Raytheon Network Centric Systems (overturning E.I. du Pont de Nemours)

In Raytheon, the NLRB overturned precedent regarding when an employer can make unilateral changes without providing the union with notice and an opportunity to bargain over those changes.

In this case, the parties’ expired collective bargaining agreement (“CBA”) allowed Raytheon to change employee benefits as long as the changes it made for union employees were the same as those made for non-union employees. When the CBA expired, and negotiations were underway for a new CBA, Raytheon unilaterally altered employee healthcare benefits – a change that the parties agreed involved extensive employer discretion. The Board concluded that the change was lawful because it was consistent with the company’s practice of exercising discretion to make such changes.

This decision makes it easier for employers to pressure unions during collective bargaining by unilaterally changing terms and conditions of employment as long as the changes are similar to those made in the past. Under E.I. du Pont, the Board required employers to show that their unilateral changes were not based on “considerable discretion,” or that the unilateral change was consistent in terms of timing and content.

The dissent in Raytheon expressed concern that the majority misunderstood Supreme Court precedent on this issue. The Supreme Court has held that “an employer’s unilateral change violates the duty to bargain under the National Labor Relations Act, even where the change is consistent with a past practice of changes made, if the changes involve significant employer discretion.”

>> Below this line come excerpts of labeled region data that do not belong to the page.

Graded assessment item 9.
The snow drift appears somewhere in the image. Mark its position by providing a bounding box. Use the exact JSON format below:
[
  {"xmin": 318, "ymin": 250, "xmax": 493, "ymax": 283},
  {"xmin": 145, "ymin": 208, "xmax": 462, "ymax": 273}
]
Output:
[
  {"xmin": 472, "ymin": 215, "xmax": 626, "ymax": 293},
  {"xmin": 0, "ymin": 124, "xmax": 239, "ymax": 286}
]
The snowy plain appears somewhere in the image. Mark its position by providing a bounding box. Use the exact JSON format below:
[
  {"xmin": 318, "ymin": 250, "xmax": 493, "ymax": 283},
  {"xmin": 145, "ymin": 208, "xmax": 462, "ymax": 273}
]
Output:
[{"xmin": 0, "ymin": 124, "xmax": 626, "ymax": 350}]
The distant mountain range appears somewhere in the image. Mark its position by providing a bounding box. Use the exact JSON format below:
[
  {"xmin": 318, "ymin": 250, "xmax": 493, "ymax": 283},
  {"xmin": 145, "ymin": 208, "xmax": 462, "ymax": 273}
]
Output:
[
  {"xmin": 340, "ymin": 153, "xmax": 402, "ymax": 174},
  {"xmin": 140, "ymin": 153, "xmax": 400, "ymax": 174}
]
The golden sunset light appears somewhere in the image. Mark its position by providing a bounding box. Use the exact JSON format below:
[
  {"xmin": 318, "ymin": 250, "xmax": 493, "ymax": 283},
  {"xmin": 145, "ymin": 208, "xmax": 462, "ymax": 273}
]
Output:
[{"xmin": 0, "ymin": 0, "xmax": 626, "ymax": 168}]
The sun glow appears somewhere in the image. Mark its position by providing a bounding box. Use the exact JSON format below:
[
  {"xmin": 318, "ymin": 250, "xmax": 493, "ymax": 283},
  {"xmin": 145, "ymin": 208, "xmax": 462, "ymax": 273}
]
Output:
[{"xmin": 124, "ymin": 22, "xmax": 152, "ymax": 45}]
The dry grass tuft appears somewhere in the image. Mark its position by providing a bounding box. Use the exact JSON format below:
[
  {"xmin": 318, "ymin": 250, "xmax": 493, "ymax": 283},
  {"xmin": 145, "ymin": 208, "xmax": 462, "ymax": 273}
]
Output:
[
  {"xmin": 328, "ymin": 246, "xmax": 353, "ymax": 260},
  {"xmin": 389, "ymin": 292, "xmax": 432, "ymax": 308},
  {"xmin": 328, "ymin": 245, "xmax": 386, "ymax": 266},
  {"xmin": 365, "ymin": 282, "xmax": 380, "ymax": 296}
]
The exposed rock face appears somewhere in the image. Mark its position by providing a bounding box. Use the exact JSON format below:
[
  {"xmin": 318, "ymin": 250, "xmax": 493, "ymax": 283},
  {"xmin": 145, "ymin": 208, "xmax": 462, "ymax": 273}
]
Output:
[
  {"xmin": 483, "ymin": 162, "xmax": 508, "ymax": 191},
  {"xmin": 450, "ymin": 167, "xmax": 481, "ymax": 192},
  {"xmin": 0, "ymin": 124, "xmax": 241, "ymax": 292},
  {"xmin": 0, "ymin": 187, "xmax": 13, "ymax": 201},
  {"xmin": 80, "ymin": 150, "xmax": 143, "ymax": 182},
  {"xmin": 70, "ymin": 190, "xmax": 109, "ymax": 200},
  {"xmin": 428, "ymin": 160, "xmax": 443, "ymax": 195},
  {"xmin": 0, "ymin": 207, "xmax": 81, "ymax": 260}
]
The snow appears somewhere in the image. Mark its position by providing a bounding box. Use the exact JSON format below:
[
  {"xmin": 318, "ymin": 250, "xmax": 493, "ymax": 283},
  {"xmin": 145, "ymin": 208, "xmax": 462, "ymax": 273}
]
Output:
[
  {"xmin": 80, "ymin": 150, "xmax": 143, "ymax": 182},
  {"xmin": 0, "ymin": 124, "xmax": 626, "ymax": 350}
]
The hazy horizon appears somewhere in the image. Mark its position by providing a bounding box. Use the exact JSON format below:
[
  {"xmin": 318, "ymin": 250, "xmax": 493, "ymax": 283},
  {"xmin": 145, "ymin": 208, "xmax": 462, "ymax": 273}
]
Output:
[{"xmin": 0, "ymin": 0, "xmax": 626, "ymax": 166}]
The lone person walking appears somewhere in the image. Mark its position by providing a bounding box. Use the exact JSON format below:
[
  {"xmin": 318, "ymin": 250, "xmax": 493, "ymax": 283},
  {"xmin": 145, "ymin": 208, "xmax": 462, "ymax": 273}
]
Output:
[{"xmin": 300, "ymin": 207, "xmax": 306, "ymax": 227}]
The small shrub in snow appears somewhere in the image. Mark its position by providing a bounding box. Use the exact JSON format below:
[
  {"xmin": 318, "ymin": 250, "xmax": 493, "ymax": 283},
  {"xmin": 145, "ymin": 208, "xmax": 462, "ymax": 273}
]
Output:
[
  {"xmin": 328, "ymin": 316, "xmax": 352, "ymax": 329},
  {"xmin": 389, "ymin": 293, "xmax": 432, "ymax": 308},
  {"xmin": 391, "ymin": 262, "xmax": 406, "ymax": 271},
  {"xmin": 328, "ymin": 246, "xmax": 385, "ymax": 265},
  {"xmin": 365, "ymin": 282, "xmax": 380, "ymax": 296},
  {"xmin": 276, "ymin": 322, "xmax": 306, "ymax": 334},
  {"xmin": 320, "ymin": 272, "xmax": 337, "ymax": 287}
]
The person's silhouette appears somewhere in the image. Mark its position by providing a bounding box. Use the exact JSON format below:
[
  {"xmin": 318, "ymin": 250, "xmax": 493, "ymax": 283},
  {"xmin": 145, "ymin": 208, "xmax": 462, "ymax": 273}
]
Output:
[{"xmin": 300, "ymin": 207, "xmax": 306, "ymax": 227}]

The Boeing Company (overturning Lutheran Heritage Village-Livonia)

In Boeing, the Board overruled a 13-year old case called Lutheran Heritage, announcing a new test for the validity of seemingly impartial workplace rules.” Under Lutheran Heritage, the Board applied a three-prong test to assess the validity of workplace rules. In applying this test, the Board considered whether employees could “reasonably construe” the rule in question to prohibit concerted activity.

The Republican majority in Boeing held that it will balance the “the nature and extent of [a rule’s] potential impact on NLRA rights” against the “legitimate justifications associated with [a] rule.” The decision created a multi-factor test to determine whether business concerns outweigh the chilling effect a rule has on employee rights.  The majority also pronounced that the Board will always deem civility rules, which require employees to foster “harmonious interactions and relationships” or to maintain basic standards of civility in the workplace, lawful. In his dissent, Member Pearce stated that the majority opinion amounts to a “how-to manual for employers intent on stifling protected concerted activity before it begins.  This decision will make it easier for employers to maintain strict workplace rules that deter employees from coordinating to improve their working conditions.

UPMC (overruling United States Postal Service)

In UPMC, the Board overruled a 2016 case called United States Postal Service regarding when an administrative law judge (“ALJ”) may accept a proposed settlement even though the Board’s General Counsel and the charging party object to the terms. In Postal Service, the Board held that an ALJ could only accept a settlement over the objections of the charging party and the General Counsel where the respondent’s offer included a full remedy for the alleged violations.

Here, the Board expanded ALJs’ ability to settle cases even where the General Counsel and the charging party have determined that their best interests are served by other means. This decision allows ALJs to accept settlements over the objection of the General Counsel and charging parties as long are the settlements are “reasonable” under Independent Stave (which sets forth a multi-factor test to determine reasonableness). This decision expands the possibility of cases settling against the wishes of the workers alleging unfair labor practices. Such settlements may also greatly diminish workers’ ability to enforce their rights, as employers can simply negotiate with the ALJ, ignoring the General Counsel’s position, to find an alternative resolution.